Small-molecule combinatorial libraries have a scaffold (akin to protein backbone) and variable groups (akin to protein sidechains). The example described here outlines a scheme for using EGAD for selecting an optimal combination from such a library. This example is naive and should be considered to be only a demonstration; some of the caveats and thoughts on improvement are also discussed. The files for this are all in examples/ligands/drug_design/.

The first step is choosing a scaffold. In principle, any scaffold may be used. This example uses N-substituted peptoids (Figure 12.2.3a). As discussed by Lim and colleagues, these molecules have peptide-like linkages, but since they are N-substituted, they are resistant to proteases (Nguyen et al 1998).

The second step is the identification of a targeted binding site for the scaffold. A simple approach is to align the drug scaffold to the scaffold of a natural or previously identified binding partner for the target of interest. For example, if one wished to design an inhibitor of ATP-binding, a potential scaffold should be aligned onto the adenine ring of the nucleotide-bound structure of the target protein; potential variable groups would branch off from the aligned (and, for the design calculation, fixed) scaffold.

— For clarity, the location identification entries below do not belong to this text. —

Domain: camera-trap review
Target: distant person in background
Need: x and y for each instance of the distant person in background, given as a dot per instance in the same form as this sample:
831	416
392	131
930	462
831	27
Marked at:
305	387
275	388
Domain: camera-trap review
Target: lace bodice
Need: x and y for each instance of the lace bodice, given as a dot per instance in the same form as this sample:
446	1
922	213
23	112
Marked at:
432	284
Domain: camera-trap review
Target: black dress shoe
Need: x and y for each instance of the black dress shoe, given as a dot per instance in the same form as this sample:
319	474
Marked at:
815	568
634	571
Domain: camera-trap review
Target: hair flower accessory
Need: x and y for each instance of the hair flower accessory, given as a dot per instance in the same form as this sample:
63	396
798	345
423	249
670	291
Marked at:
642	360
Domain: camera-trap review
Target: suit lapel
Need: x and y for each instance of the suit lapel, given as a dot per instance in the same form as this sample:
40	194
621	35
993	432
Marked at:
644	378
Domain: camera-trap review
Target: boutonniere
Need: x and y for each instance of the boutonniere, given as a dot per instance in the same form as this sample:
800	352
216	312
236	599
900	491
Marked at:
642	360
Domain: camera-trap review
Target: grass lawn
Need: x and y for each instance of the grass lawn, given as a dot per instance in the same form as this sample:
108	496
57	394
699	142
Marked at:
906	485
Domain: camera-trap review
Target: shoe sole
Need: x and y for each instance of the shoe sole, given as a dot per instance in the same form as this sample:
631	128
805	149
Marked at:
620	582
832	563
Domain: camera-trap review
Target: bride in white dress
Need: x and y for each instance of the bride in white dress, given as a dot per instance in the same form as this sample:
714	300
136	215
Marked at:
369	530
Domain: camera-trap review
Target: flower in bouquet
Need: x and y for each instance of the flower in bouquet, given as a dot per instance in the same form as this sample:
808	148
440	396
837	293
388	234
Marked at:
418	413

Structures of protein-protein complexes may also be used. For example, a patch of spacially contigious hotspot residues may be a fruitful site for aligning a scaffold. Selection methods, such as phage display, can be used to select binding peptides, often resulting in tight binders (Livnah et al 1996). Indeed, kits for peptide display are commercially available. Structures of selected peptides bound to their targets suggest potential binding sites for small molecules that are better suited as pharmaceuticals than peptides. It may also be useful to try orientation variations of the aligned scaffold (Wollacott & Desjarlais 2001).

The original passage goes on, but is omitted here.